Wednesday, May 18, 2011

Types of Costs

(This is a total idea dump for my own future reference. I'm not sure if anyone else would get any mileage from it.)

Joel Dean was a pioneering figure in the field of managerial economics. His 1951 textbook of that title was important in establishing the field. One of the things he wrote there that still rivets my attention is the beginnings of something - the beginnings of a schema for understanding costs. Basically, he noted a whole series of what you might call "opponent" costs:

Opportunity costs - Outlay costs
Past costs - Future costs
Short run costs - Long run costs
Variable costs - Constant costs
Traceable costs - Common costs
Out of pocket costs - Book costs
Incremental costs - Sunk costs
Escapable costs - Unavoidable costs
Controllable costs - Non-controllable costs
Replacement costs - Historical costs

This strikes me as one very, very important and promising unfinished idea. I see the shadow of a future theory of costs in this initial collection of observations. It makes me want to continue the list. Going to Wikipedia for cost concepts offers the following additional ideas:

Private (internal, transactional) costs - external costs (externalities)
Social costs (internal and external costs) - Psychic costs (stress, worry, anxiety, uncertainty, fear - adding "repugnancy" costs in this category? e.g. the repugnancy of a market for human kidneys)

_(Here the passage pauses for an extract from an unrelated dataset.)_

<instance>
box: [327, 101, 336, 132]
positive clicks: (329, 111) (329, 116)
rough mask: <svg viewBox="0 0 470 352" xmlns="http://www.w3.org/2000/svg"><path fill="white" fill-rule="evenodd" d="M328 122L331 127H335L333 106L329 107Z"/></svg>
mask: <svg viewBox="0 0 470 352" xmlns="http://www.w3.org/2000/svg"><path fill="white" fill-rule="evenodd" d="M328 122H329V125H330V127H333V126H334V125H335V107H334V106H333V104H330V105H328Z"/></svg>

In business, retail, and accounting, a cost is the value of money that has been used up to produce something, and hence is not available for use anymore. In economics, a cost is an alternative that is given up as a result of a decision.

The page then notes that cost of a business input ("intermediate consumption" in national accounting for GDP) includes its production costs, plus the markup for the producer's profit, plus transaction costs. Also mentioned are a couple of dimensions along which costs might be categorized:

Costs are often further described based on their timing or their applicability.

It is mentioned that biological costs (or the metabolic price of something like a big brain) are "a measure of the increased energy metabolism that is required to achieve a function." Then there are reproductive costs - life-history & somatic/reproductive tradeoffs - a whole other topic... perhaps related to information costs (the signalling and screening games that play out in asymmetrical markets are a lot like those that play out in sexual selection - Akerloff, Spence and Stigliz).

Is there a noise function in cost theory? Is the process of a diminishing marginal return analogous or commensurate with the increase of noise in a communications channel?

These are really half-formed, messy impulses and desires to learn. They may be very clear to people schooled in economics, perhaps behind some math I can't parse. But I have yet to find a non-mathematical general conceptualization of cost that systematizes all of the observations in this field. In the very little bit of game theory I've done, different games impose different configurations of costs or types of cost on players... I feel like the topic is still foggy, in my own mind certainly.